月一回、その地域のまちづくり協議会に出席していたので、会議や会議の前後にいろんなおしゃべりをしながら、2年ほどの月日をかけて仮説を重ね、ようやくパーラー公民館をやってみることになりました」(宮城さん)

顔を合わせて対話を繰り返してもなかなかイメージは共有できない。じゃあとりあえずやってみるかとチャレンジしたと言います。

「普通なら、『よくわからないからやめよう』となりますが、曙地域では不思議と、『なんかわかんないけどまあやってみよう』となるんです。

曙小学校校長(当時)の真喜志昇(まきし・のぼる)先生やまちづくり協議会のみなさんがおもしろがってくださった。また、毎朝ラジオ体操を行っている『曙願寿会』会長で地域のキーパーソン、社会教育指導員の経験もある上原美智子さんが館長を引き受けてくださったことも大きかったと思います」(宮城さん)

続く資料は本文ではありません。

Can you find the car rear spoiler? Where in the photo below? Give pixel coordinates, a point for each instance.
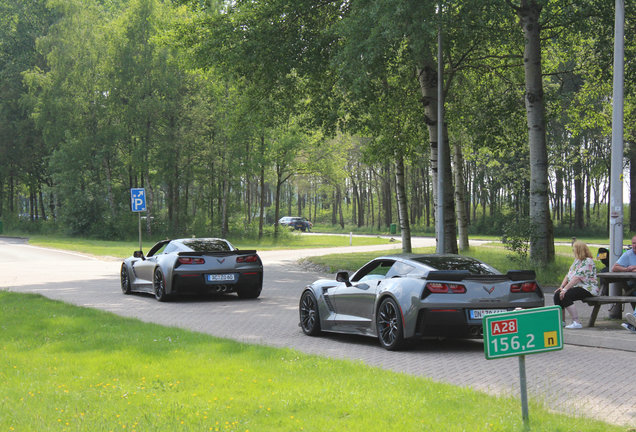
(219, 253)
(459, 275)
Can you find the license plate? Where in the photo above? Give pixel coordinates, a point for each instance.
(223, 277)
(480, 313)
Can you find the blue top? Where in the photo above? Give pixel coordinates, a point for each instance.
(627, 259)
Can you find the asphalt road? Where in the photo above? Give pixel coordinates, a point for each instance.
(583, 381)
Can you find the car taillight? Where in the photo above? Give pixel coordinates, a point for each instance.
(524, 287)
(247, 258)
(190, 260)
(442, 288)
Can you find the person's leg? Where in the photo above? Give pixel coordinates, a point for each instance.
(573, 294)
(557, 302)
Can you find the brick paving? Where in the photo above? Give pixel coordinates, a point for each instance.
(578, 380)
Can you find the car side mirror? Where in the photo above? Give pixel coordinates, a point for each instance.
(343, 277)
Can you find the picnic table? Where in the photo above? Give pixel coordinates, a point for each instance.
(604, 280)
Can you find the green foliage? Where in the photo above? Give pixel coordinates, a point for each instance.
(516, 237)
(66, 367)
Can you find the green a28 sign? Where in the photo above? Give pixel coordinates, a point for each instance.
(526, 331)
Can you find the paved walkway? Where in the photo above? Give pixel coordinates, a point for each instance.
(579, 380)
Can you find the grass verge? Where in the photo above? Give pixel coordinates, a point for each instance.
(491, 253)
(64, 368)
(123, 249)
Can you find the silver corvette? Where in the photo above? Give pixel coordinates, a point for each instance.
(178, 266)
(401, 297)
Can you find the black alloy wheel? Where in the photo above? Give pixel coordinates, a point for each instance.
(159, 284)
(309, 317)
(389, 325)
(125, 280)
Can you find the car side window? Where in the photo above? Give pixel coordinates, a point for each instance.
(399, 269)
(378, 269)
(168, 249)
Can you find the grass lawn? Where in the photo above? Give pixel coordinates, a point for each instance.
(64, 368)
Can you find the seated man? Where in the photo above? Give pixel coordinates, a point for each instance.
(627, 263)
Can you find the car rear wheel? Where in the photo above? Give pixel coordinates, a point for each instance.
(125, 280)
(309, 317)
(389, 325)
(159, 283)
(249, 292)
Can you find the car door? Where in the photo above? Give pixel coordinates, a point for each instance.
(355, 303)
(144, 269)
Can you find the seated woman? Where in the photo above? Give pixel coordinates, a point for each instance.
(579, 283)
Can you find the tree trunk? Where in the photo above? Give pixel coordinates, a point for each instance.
(403, 215)
(427, 78)
(579, 196)
(261, 214)
(632, 188)
(542, 235)
(460, 197)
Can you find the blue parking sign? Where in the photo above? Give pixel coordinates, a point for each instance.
(138, 199)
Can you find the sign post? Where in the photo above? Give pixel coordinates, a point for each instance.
(521, 332)
(138, 204)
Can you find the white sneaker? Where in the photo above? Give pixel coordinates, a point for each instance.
(628, 327)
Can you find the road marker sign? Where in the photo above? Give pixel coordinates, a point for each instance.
(138, 199)
(521, 332)
(526, 331)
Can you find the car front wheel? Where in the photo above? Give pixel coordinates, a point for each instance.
(389, 325)
(159, 284)
(309, 316)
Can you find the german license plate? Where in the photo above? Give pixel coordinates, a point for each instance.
(480, 313)
(222, 277)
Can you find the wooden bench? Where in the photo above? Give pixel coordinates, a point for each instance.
(598, 301)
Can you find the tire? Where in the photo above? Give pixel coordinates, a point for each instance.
(249, 292)
(159, 284)
(389, 325)
(309, 316)
(125, 280)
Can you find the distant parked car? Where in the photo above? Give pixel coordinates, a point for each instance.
(212, 265)
(295, 222)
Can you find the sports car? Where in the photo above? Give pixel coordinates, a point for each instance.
(211, 265)
(403, 297)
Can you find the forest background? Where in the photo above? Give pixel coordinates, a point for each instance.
(233, 114)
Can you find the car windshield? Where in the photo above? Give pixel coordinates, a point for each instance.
(450, 262)
(207, 245)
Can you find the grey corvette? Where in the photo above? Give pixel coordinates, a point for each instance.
(178, 266)
(401, 297)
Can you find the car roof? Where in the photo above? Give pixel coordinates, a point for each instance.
(202, 244)
(443, 262)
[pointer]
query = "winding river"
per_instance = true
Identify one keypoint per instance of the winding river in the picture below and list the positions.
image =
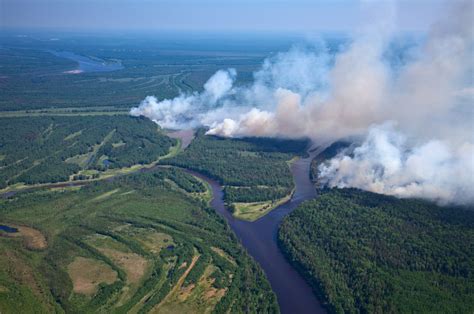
(260, 239)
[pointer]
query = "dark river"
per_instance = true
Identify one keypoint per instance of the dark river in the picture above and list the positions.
(260, 239)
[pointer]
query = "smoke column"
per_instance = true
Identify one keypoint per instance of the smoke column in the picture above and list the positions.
(414, 120)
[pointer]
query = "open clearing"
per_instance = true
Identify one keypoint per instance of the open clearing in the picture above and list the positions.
(87, 274)
(256, 210)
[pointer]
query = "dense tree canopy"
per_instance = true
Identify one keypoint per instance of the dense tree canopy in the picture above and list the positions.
(364, 252)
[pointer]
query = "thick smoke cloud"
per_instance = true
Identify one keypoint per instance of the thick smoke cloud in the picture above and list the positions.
(425, 151)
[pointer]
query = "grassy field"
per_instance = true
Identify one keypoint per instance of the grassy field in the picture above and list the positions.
(369, 253)
(141, 243)
(40, 150)
(255, 172)
(33, 78)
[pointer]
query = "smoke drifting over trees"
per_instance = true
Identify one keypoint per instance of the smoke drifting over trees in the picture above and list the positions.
(414, 120)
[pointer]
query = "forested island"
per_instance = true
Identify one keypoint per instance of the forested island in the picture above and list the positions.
(370, 253)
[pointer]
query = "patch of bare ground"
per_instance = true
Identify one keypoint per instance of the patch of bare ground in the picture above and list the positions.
(156, 241)
(87, 274)
(177, 287)
(33, 239)
(133, 264)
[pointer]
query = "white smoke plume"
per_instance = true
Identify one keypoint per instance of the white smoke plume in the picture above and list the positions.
(182, 111)
(427, 151)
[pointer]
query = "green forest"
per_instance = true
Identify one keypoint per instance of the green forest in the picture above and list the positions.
(137, 243)
(52, 149)
(250, 169)
(369, 253)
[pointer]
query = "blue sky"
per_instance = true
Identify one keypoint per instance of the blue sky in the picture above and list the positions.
(209, 15)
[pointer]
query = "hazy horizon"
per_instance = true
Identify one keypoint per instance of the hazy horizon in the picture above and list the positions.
(264, 16)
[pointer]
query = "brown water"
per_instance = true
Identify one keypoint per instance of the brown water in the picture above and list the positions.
(260, 239)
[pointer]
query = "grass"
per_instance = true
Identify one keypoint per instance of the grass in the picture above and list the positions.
(256, 210)
(110, 173)
(87, 274)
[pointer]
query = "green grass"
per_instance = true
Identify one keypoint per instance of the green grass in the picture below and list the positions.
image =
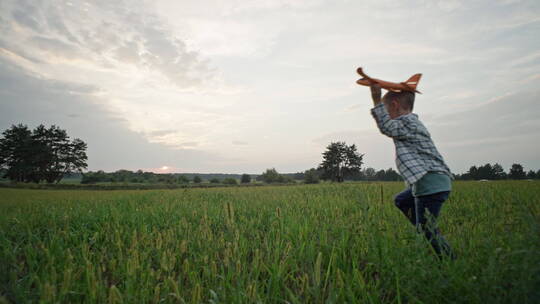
(324, 243)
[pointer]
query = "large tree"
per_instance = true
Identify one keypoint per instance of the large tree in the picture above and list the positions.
(516, 172)
(44, 154)
(340, 161)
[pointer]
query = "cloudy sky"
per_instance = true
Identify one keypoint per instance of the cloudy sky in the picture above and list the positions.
(240, 86)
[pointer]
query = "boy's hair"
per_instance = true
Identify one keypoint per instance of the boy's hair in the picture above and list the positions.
(404, 98)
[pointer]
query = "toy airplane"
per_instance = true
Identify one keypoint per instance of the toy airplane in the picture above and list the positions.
(409, 85)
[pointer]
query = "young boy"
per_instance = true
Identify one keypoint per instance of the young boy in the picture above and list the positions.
(418, 161)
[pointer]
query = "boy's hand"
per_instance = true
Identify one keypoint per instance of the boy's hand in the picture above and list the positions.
(376, 93)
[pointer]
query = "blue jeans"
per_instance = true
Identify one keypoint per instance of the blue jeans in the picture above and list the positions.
(423, 211)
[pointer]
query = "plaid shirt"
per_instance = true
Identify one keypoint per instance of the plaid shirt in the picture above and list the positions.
(416, 153)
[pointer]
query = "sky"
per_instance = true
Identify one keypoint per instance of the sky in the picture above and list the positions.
(241, 86)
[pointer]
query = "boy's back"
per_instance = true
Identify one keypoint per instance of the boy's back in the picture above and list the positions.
(419, 163)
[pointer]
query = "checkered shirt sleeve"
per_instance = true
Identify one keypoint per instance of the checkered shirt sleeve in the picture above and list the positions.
(416, 153)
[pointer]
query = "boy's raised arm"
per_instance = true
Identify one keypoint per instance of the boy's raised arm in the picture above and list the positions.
(394, 128)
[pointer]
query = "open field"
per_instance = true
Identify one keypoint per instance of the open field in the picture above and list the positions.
(328, 243)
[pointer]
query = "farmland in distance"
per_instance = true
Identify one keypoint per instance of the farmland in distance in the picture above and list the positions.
(326, 243)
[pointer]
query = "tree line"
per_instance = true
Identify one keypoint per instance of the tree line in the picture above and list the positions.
(48, 155)
(41, 154)
(496, 172)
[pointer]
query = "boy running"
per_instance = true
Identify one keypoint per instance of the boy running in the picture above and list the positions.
(418, 162)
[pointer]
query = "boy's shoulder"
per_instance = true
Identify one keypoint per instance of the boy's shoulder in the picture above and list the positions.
(413, 122)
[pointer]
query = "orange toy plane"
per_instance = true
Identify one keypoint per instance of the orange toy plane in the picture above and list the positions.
(409, 85)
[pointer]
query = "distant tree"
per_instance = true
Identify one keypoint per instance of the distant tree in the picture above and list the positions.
(369, 174)
(245, 179)
(230, 181)
(498, 172)
(44, 154)
(516, 172)
(311, 176)
(340, 161)
(272, 176)
(392, 175)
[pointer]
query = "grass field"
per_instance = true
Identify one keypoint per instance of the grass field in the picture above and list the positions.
(328, 243)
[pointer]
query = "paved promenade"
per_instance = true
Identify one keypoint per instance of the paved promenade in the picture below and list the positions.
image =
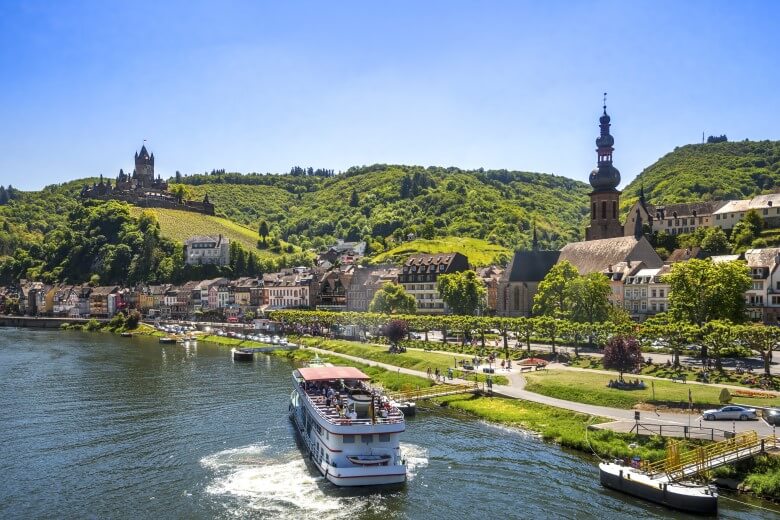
(516, 389)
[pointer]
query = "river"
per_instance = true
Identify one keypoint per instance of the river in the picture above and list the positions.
(98, 426)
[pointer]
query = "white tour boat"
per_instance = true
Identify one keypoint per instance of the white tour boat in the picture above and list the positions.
(350, 431)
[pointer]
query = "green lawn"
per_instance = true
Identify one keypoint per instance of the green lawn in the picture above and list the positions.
(564, 427)
(726, 377)
(412, 359)
(479, 252)
(591, 388)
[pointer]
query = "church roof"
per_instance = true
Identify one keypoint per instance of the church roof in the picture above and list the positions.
(594, 256)
(530, 266)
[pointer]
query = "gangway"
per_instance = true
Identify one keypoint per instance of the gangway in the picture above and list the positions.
(433, 391)
(679, 465)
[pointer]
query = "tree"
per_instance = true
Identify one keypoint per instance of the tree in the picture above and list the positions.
(396, 330)
(762, 339)
(623, 354)
(392, 299)
(263, 231)
(463, 292)
(554, 295)
(674, 332)
(701, 291)
(717, 335)
(590, 298)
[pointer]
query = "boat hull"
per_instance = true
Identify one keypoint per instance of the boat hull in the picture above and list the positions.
(674, 496)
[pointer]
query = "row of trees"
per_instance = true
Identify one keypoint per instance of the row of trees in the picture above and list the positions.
(715, 337)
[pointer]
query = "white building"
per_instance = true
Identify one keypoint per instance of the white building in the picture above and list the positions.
(206, 249)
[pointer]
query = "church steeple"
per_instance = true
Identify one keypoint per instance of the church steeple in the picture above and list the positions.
(605, 198)
(605, 177)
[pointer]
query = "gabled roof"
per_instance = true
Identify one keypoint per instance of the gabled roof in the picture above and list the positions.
(530, 266)
(593, 256)
(762, 257)
(685, 253)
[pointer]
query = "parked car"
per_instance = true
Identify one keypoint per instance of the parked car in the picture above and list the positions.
(772, 416)
(730, 413)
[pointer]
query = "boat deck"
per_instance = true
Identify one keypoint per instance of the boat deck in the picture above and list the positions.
(331, 413)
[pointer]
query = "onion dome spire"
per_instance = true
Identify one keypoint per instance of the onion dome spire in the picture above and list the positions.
(605, 177)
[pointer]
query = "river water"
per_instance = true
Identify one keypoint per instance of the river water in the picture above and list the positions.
(98, 426)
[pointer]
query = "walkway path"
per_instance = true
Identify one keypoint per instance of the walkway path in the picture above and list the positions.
(516, 390)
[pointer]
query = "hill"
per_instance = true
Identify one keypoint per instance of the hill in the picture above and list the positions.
(713, 171)
(179, 225)
(479, 252)
(383, 204)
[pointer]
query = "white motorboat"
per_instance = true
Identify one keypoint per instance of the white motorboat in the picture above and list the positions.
(350, 431)
(690, 497)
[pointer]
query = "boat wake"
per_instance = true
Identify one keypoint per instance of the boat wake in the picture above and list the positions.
(251, 480)
(416, 458)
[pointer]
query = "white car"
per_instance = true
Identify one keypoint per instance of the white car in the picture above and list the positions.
(730, 413)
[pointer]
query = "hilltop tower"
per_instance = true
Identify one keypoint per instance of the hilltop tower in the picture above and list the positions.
(605, 198)
(144, 168)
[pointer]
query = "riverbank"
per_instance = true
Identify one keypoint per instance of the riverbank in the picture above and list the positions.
(759, 476)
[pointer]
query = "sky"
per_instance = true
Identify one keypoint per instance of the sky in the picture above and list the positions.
(254, 86)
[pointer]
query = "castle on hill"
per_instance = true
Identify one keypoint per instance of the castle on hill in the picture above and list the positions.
(141, 188)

公園にパラソルを広げたパーラー公民館の様子。近所の子どもからお年寄りまでが集まり団らんする。  写真提供:若狭公民館(冊子「パーラー公民館の3年間 2017-2019」より)

公民館は可能性に満ちている。あとはパラソルを開くだけ。

「パーラー公民館をはじめたときに意識していたのは、公民館ってまだまだ可能性があるということでした。

それぞれの公民館がその可能性をひらいて、日本全国でいろんな人が街づくりを始めたらおもしろいだろうなと妄想しています」(宮城さん)

若狭公民館では、「アートな部活動」や「パーラー公民館」以外にも、多文化共生の取り組み、防災の取り組み、子どもの居場所や体験活動などの取り組みをさまざまなクリエイティブな活動と組み合わせながら幅広く行っています。また、そのことをホームページやSNSなどでも積極的に発信しています。

「予算が必要な大掛かりな企画なども含めて幅広い取り組みをしていますが、例えばパーラー公民館は、パラソル一つでできる。

全国から視察にも来ていただくことも多く、ほかの地域でも展開しています。全国あちこちでパラソルのもとにコミュニティが生まれていくと面白いなぁと思っています」(宮城さん)

─・─・─・─・

立派な施設がなくても、予算がなくても、パラソル一つで公民館の可能性はひらきます。公民館の職員が動いてもいい。市民が先に動きはじめてもいい。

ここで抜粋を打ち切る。